While speaking at the Federal Reserve Bank of San Francisco Business and Community Leaders Luncheon in Los Angeles, Raskin acknowledged areas in California were profoundly shaken by a deep contraction in housing not witnessed since the Great Depression.
To highlight her point about the role of housing in the downturn, Raskin noted that home prices plummeted 33% in the past six years, while they only declined 2% in the 1990s downturn and remained steady in the 1980s recession.
"Here in Los Angeles, the recent recession was even deeper than for the nation as a whole," Raskin said. "The unemployment rate, which was about the same as the national average prior to the recession, rose to a peak of nearly 13%. Moreover, the number of jobs in Los Angeles fell by a cumulative 9%, nearly half again as much as the decrease in national employment."
Raskin painted the current malaise in the U.S. and California economies as a tsunami of tight lending conditions, lost equity and lingering unemployment issues.
"Not only have the enormous loss of housing wealth, heavy debt burdens and tight credit conditions restrained household spending, but the accompanying wave of mortgage defaults has also had considerable repercussions for homeowners, lenders, communities and the pace of this economic recovery," Raskin said.

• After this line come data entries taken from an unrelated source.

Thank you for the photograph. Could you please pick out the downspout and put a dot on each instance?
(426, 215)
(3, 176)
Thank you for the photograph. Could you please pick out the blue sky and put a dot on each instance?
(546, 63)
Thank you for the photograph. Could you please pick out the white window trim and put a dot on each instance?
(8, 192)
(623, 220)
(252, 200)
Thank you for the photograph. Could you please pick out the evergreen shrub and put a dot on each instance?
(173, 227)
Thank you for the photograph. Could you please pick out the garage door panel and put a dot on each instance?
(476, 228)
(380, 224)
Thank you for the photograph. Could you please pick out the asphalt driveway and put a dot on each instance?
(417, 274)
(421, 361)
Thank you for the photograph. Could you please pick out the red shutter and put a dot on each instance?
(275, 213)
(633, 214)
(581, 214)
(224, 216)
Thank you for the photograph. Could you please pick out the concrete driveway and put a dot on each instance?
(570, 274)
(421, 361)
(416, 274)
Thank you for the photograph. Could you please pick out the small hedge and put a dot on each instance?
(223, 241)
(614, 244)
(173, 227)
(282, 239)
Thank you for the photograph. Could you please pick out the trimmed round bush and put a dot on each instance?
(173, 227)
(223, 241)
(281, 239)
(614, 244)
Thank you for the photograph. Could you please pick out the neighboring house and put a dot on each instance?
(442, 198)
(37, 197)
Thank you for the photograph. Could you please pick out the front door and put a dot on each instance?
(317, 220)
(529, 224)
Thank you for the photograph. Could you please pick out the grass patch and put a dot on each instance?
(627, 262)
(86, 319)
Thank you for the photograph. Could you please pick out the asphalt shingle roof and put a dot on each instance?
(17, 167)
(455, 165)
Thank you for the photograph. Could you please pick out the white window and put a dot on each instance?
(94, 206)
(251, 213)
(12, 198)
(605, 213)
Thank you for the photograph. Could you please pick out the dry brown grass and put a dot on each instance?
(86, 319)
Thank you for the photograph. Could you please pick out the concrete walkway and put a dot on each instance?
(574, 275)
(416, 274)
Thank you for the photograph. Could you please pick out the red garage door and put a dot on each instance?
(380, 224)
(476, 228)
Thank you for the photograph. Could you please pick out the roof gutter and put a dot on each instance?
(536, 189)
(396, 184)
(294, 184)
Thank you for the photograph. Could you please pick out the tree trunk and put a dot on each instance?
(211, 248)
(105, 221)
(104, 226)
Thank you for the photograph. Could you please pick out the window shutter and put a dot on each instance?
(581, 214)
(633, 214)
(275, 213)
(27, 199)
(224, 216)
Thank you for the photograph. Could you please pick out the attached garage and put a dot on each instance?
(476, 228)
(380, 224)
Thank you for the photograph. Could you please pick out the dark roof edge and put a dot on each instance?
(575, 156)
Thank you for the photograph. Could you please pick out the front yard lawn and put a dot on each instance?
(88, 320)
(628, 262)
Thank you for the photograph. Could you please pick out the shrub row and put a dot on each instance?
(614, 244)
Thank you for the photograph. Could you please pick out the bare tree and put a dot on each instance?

Loss in household wealth alone is a big problem, Raskin said, with drops in home prices erasing $7 trillion in household wealth.
"Home equity was a large share of the total assets of low- and moderate-income families prior to the recession, so the drop in housing wealth has hit many families particularly hard. Because wealth is one of the key factors that households consider when deciding how much to spend, the drop in housing wealth is expected to reduce household expenditures — the so-called wealth effect," Raskin said.